3 JUNE 2006, Page 64

Little gods

Jeremy Clarke

At the weekend my brother and his wife plus children and terriers came to stay. My brother is a large rugby-playing policeman. His wife, also an agent of law and order, is something high up in the drugs squad. The children, a boy aged seven and a girl aged five, are engagingly under the impression that they are small deities whose every whim must be pandered to immediately. The terriers, Harry and George, are elderly, slightly senile male Border terriers. I was especially glad to see Harry and George, and they were delighted to see me.

Harry and George have long and distinguished pedigrees, clear evidence of which is in Harry’s undershot jaw and George’s epilepsy. But it’s a tribute to the character of the Border terrier that, in spite of generations of in-breeding to satisfy the aesthetic whimsies of the Kennel Club, they still want to kill foxes. Our Jack Russell terriers have always been happy to have a go at anything from a butterfly to a badger. (I once read in a newspaper that a Jack Russell had sprinted into a circus ring and attacked the performing elephant.) But Harry and George are aloof even from rabbits. Originally designed for fox work, they are sticking to fox work — though if foxes are unobtainable they try to rip the throat out of a passing dog now and again, just to keep in practice.

Naturally, this has been a source of anxiety for my brother and his wife. For as P.G. Wodehouse has observed, the world is divided into two kinds of people: those who can break up a dog-fight and those who can’t. And my brother’s wife can’t. Once they’ve latched on to a foe, my brother’s Borders have to be strangled almost to unconsciousness to make them release their grip. I hadn’t seen Harry and George for some months and was surprised by how old, fat and blind Harry had become. His breath hadn’t got any sweeter, either. Harry has the vilest breath of any dog I have ever known. It’s sometimes amusing to ask guests to settle a family dispute. Would they say Harry had bad breath, or wouldn’t they? Harry is summoned and made to sit. The visitor bends, patronises, tentatively sniffs, then is flung backwards, as if by a powerful motive force. Some retch, others swear. All pull extraordinary faces. My brother should write to the Prime Minister about Harry’s terrible breath; if all else fails, perhaps Mr Blair could somehow threaten the Iranian President with it.
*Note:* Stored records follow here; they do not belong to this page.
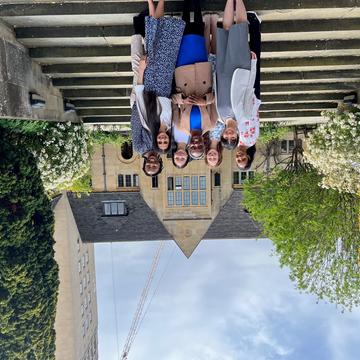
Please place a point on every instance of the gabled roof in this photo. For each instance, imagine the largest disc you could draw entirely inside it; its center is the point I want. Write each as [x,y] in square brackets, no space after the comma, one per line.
[233,222]
[141,223]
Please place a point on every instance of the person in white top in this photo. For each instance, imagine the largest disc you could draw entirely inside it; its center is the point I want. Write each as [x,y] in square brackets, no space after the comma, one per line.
[236,102]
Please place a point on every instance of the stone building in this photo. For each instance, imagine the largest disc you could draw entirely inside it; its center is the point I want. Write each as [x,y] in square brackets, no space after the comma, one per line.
[76,322]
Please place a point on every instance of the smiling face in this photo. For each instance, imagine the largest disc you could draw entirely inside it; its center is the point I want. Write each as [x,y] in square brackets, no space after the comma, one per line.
[152,165]
[163,141]
[196,146]
[241,157]
[180,158]
[230,134]
[212,157]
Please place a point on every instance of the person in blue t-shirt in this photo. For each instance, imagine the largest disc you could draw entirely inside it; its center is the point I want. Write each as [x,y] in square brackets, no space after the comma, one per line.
[193,76]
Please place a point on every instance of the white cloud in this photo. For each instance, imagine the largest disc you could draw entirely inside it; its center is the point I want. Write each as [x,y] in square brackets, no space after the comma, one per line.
[230,301]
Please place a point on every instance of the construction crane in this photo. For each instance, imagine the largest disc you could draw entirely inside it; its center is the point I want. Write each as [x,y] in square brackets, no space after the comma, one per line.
[138,317]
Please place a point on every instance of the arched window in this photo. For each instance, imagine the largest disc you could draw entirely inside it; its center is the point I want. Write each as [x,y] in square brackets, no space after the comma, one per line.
[127,150]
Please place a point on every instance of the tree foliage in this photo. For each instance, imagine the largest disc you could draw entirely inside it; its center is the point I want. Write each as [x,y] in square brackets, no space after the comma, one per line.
[28,271]
[272,131]
[315,231]
[61,149]
[333,149]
Mealtimes are invariably an ordeal when my brother’s family comes over. The two children consider the formality of sitting down and feeding at a dining table to be a form of ritual abuse and never fail to make a scene. When I was called to the lunch table on the first day, the boy was standing beside the table bawling his eyes out. The reason, I was told, was that he’d ordered the chef not to give him any baked beans with his sausages and chips. The chef (his grandma) had complied with the directive, but the boy was throwing a wobbler because during the dishing-up process a baked bean had touched his plate.

‘Where did it touch?’ said his father crossly. ‘Show me.’ Concerned parents, anguished chef and sceptical uncle clustered around the boy’s plate and followed his accusing fingernail as it skirted the bacon rasher and came to rest beside a tiny brown grease mark. ‘Darling, we are all so sorry,’ said his mother. ‘Rubbish,’ said his father, who wouldn’t have passed his sergeants’ exam without recognising a mark left by a baked bean. ‘That’s grease left by the sausage that has rolled over and rolled back again.’ To test his theory I flicked the sausage away from its partner then back again. The mark left on the surface of the plate was identical to the one under suspicion. ‘There!’ said my brother. ‘It’s a sausage mark.’ And the boy burst out wailing again. After lunch we sat around in the sitting room and worshipped the children. Being egocentric deities, they demanded our attention at all times. If adult attempted to speak to adult they interrupted with a banality. The trick is pretty much a reflex with them. We could comment on their games or praise them, but not speak among ourselves.

To divert the agnostics among us, I passed around a semi-automatic bloodpressure monitor I’d recently bought in a sale, and noted down the results. This the children permitted, as long as we took our own blood pressure, and did it quietly. My brother won, with a blood pressure of 160 over 100, which, according to the leaflet, was dangerously high. Later on there was another fortunate diversion, in the shape of the man who sells spinach door-to-door in the village. He’s been depressed lately. ‘Ah, Brian!’ we chorused as his drooping figure appeared in the doorway. ‘Would you mind settling a family dispute?’